What are the Critical Compliance Considerations for Pharmacies?
Notably, pharmacists and pharmacies face numerous potential legal charges when it comes to Medicare compliance and continuous glucose monitoring. If the concerned parties fail to manage the compliance issues appropriately, Medicare investigators and auditors are triggered. As a result, the instigated pharmacies risk recoupments, penalties, and fines.

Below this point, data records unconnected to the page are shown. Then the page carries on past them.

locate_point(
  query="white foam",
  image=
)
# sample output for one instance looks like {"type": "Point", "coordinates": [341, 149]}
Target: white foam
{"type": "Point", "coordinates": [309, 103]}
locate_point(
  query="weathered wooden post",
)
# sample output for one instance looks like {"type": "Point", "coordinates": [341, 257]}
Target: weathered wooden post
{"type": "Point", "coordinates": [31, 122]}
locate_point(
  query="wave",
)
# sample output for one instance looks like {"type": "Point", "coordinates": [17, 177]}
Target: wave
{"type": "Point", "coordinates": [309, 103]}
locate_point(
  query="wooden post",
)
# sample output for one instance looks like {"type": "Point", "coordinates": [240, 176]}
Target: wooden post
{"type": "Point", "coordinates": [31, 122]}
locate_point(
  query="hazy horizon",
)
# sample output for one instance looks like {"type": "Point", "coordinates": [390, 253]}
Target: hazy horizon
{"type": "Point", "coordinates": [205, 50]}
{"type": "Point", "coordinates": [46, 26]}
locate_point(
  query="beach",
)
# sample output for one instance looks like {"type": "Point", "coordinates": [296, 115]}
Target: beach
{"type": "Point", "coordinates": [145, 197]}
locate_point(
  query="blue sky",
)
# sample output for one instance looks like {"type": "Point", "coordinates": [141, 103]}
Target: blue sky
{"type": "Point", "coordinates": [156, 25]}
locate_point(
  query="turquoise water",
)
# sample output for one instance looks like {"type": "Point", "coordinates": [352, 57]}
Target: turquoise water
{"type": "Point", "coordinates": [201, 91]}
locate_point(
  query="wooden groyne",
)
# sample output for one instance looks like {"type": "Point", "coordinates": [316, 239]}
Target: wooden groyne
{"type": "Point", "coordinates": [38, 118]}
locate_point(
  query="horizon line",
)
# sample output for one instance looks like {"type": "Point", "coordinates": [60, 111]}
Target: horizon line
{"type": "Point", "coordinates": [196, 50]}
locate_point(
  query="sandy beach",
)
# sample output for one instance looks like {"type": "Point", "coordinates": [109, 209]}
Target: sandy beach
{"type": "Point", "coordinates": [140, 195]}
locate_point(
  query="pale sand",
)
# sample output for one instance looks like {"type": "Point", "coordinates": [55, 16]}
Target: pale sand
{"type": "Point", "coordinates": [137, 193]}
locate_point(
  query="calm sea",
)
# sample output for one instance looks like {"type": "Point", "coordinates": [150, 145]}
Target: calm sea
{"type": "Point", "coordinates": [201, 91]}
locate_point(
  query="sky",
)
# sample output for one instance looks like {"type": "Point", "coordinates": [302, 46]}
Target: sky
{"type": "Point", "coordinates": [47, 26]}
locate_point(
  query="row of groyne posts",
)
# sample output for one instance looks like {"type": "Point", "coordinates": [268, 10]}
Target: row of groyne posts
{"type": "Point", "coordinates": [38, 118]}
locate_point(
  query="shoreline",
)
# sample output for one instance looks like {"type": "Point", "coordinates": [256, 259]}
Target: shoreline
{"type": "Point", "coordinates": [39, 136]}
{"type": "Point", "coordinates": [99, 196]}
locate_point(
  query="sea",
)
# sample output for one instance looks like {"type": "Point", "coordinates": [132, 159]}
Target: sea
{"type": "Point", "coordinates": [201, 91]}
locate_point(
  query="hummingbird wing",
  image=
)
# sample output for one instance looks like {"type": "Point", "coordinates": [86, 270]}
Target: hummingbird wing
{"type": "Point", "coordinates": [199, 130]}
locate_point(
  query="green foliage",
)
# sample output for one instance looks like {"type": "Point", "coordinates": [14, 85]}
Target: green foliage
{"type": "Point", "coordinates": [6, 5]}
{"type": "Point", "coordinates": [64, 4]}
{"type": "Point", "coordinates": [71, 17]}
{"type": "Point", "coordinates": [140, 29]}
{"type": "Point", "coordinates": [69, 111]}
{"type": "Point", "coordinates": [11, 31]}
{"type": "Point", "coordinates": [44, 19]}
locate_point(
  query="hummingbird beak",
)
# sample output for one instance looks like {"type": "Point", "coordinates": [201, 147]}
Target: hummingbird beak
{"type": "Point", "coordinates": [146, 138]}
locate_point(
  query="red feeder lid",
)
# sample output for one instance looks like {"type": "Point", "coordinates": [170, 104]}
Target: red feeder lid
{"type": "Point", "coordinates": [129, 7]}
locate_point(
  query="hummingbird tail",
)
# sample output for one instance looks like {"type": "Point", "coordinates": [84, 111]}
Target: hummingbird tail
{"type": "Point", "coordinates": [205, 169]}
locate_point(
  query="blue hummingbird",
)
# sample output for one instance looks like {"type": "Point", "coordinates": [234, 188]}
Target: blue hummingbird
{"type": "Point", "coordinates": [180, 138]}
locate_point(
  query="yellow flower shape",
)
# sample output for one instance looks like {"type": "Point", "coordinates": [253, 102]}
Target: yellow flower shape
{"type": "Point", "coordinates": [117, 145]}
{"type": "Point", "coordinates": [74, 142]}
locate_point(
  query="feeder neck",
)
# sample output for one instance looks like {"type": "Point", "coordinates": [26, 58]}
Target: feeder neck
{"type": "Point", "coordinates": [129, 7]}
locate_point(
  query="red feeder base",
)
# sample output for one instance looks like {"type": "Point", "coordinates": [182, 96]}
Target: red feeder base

The following depicts what prescribing pharmacies and pharmacists need to know on matters of Medicare compliance and CGM.
Coding and Billing Compliance
Notwithstanding billing Medicare for various CGM devices, you should endeavor to follow the right procedure lest you face the long arm of the law. Physicians who are prescribing the CGM should ensure that the device is certified and legible, as described by guidelines outlined by the Medicare billing. Healthcare professionals affected should be aware of the risks of wrongfully billing a CGM device when it is not in need.
• Besides billing the unnecessary CGM devices, common coding mistakes entail;
• Giving a wrong billing code to the CMS.
• Billing for CGM devices that serve other purposes not indicated in the guidelines.
• Billing private insurance and Medicare at the same time for a single CGM device.
CGM Systems that Fail to Comply with Medicare Regulations
Notably, not all the CGM systems are allowed to access the Medicare reimbursement. Owing to the increasing technological innovations, many manufacturers are producing more CGM systems. As a result, it proves difficult for healthcare to keep track of the devices approved by either the Food and Drug Administration (FDA) or Medicare. Nevertheless, pharmacies hold the responsibility to ensure the facility only bills the CGM devices that meet the Medicare standards.
Designation of the Durable Medical Equipment (DME)
Furthermore, billing for the CGM systems as the durable medical equipment poses a profound mistake. Generally, all the devices billed as durable medical equipment; they are always dedicated to perform work and last for at least three years. Following the nature of the performance and functioning of the CGM systems, the reliance on smartphone applications, and other devices such as watches, the CMS is categorized not as durable medical equipment (DME).
Referral Connection with Healthcare Providers
The referral system from physicians can yield several problems concerning Medicare compliance. The formulation and implementation of the anti-kickback statute target healthcare practitioners who are involved in illicit referral relationships. Despite the possibility of establishing a referral arrangement that is compliant with the regulations, any act of referral that breaches the Anti-Kickback Statute is punishable with law.
Following the emergence of the Continuous Glucose Monitoring as an intervention to aid in the treatment of both Type 1 and Type 2 diabetes, various policies have been formulated to guide the use of devices and corresponding prescription. Remarkably, there are common mistakes that healthcare practitioners should avoid in a bid to maintain their practice licensure and prevent fines and penalties—such common mistakes outlined above. Continuous Glucose Monitoring layers intervene when the respective parties are instigated in Medicare compliance issues.